While these metrics are important in understanding your marketing processes, they can blind you and shift attention from focusing energy and resources on the factors that are fundamentally driving the success of the business.
Steps to Ensure You Are Focused on the Right Strategy and Numbers
A recent Harvard Business Review article, Don’t Let Metrics Undermine Your Business, discusses the concept of surrogation, where workers will frequently use metrics as surrogates for strategy. A simple example is when companies and managers become obsessed with a metric like customer satisfaction or Net Promoter Score (NPS) and spend much of their energy on trying to increase these scores instead of developing strategies to actually improve their customers’ experience with the company.
It is easy for marketers to get hyper-focused on the metrics that permeate their day, and provide feelings of quick wins and high fives among the marketing team. How can marketers avoid the surrogation temptation and instead better align performance metrics with the key business and marketing strategies that will drive their company’s success? Following are six suggestions:
Start at the top / Get a seat at the table: Find out what the key goals of your company are. Meet with top executives of your company or get these insights via your CMO or other marketing leadership. How are the top executives being measured by the board, by the members of the C-suite? What are the key pain points and opportunities for the company? What are the core drivers of success for the business for the next 12 months and beyond?
Ensure marketing team involvement in strategy development: One of the keys to getting marketers to focus on bigger goals and metrics, is to have them help create the strategies that they will execute against. While this might sound obvious, too often strategies are developed on high and handed to marketers, who because they didn’t participate in the strategy development, naturally focus on the tactics and metrics that measure their daily activities.
Align your marketing strategy and tactics with the business strategy and goals: Say you work for a meal kit subscription service and the top challenge is no longer new customer acquisition, but has now become customer retention.

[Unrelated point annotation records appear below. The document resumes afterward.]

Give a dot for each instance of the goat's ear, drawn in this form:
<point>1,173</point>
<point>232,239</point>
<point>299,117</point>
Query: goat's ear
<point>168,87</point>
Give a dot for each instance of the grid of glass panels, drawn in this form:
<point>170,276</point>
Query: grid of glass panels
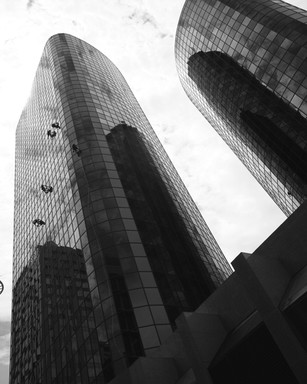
<point>267,39</point>
<point>89,213</point>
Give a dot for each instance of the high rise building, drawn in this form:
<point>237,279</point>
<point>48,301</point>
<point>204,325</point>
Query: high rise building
<point>109,247</point>
<point>244,66</point>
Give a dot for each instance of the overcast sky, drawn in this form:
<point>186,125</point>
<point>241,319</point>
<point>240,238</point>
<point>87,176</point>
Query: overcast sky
<point>138,36</point>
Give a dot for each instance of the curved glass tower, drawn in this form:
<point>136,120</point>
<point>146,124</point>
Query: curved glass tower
<point>244,66</point>
<point>109,247</point>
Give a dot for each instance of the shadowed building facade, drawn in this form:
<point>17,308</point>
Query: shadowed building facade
<point>244,66</point>
<point>93,184</point>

If you are a digital marketer for the company, not only must your metrics shift, but your core marketing strategy. While you will obviously still deploy customer acquisition programs, much of your focus now might be on content for onboarding new customers, videos, tips from customers, automated email programs targeting customers likely to cancel, etc.
This shift in strategy and programs then clearly will drive a completely different type of metric, in this example, such as reorder and retention rates for new subscribers.

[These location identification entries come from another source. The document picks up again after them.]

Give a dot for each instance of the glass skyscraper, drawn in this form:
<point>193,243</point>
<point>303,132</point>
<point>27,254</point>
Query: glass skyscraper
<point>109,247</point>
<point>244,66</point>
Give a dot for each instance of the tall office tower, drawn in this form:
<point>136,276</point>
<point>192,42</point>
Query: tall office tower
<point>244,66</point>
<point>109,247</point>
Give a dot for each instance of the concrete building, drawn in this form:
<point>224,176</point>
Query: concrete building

Create a multi-dimensional metrics framework and scorecard: Start your scorecard creation with the goals and metrics that you uncovered from your company’s executives in the earlier process. One of the keys to not being overly focused on one type of metric or the wrong metrics, is to have a measurement framework that incorporates multiple measures. The sample framework below from SiriusDecisions (with my metrics examples) is a great starting point and guide to help you map out a multi-dimensional and balanced marketing scorecard.
If you are the leader of your marketing organization, have your team members build out their own measurement framework for each of the areas they own or work on. Just the process of having them build out such a framework gets them thinking more broadly and hopefully increasingly focused on the strategies and goals of marketing activities that drive business success.

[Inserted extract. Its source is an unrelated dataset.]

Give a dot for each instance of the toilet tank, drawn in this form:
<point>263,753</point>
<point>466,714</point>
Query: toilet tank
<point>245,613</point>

A critical element of scorecard development is an honest assessment of how easy or difficult the metrics are to capture and report on, as well as how accurate they will be? It is best to consider different metrics in your scorecard if any are of questionable quality and/or difficult to track or obtain.
Common definition and education: One simple thing that can trip up marketing teams is a lack of a common metrics lexicon. The team members probably worked at different organizations who may have used the same or similar term, but perhaps calculated them differently. Does everyone define marketing qualified lead, email open rate, active customers, etc., the same way? As an example, I’ve seen in several organizations where different teams used click-to-open rate and others used click-through rate as their core click metric.
Regular reporting and feedback: How often should your team track and report various marketing metrics? While team members will want to track the results of individual campaigns and programs, marketing and company leadership will want to understand longer-term trends — what is and isn’t working. How are marketing programs supporting overall company goals? So when designing your metrics framework, also determine the appropriate cadence needed to report for each type of metric.
Metrics are the lifeblood of marketing, but too often they become a surrogate for developing and focusing on the core strategies your business needs to be successful and achieve your goals. Use a process like the above to ensure your marketing team is focused first and foremost on strategy, which then drives the key performance metrics.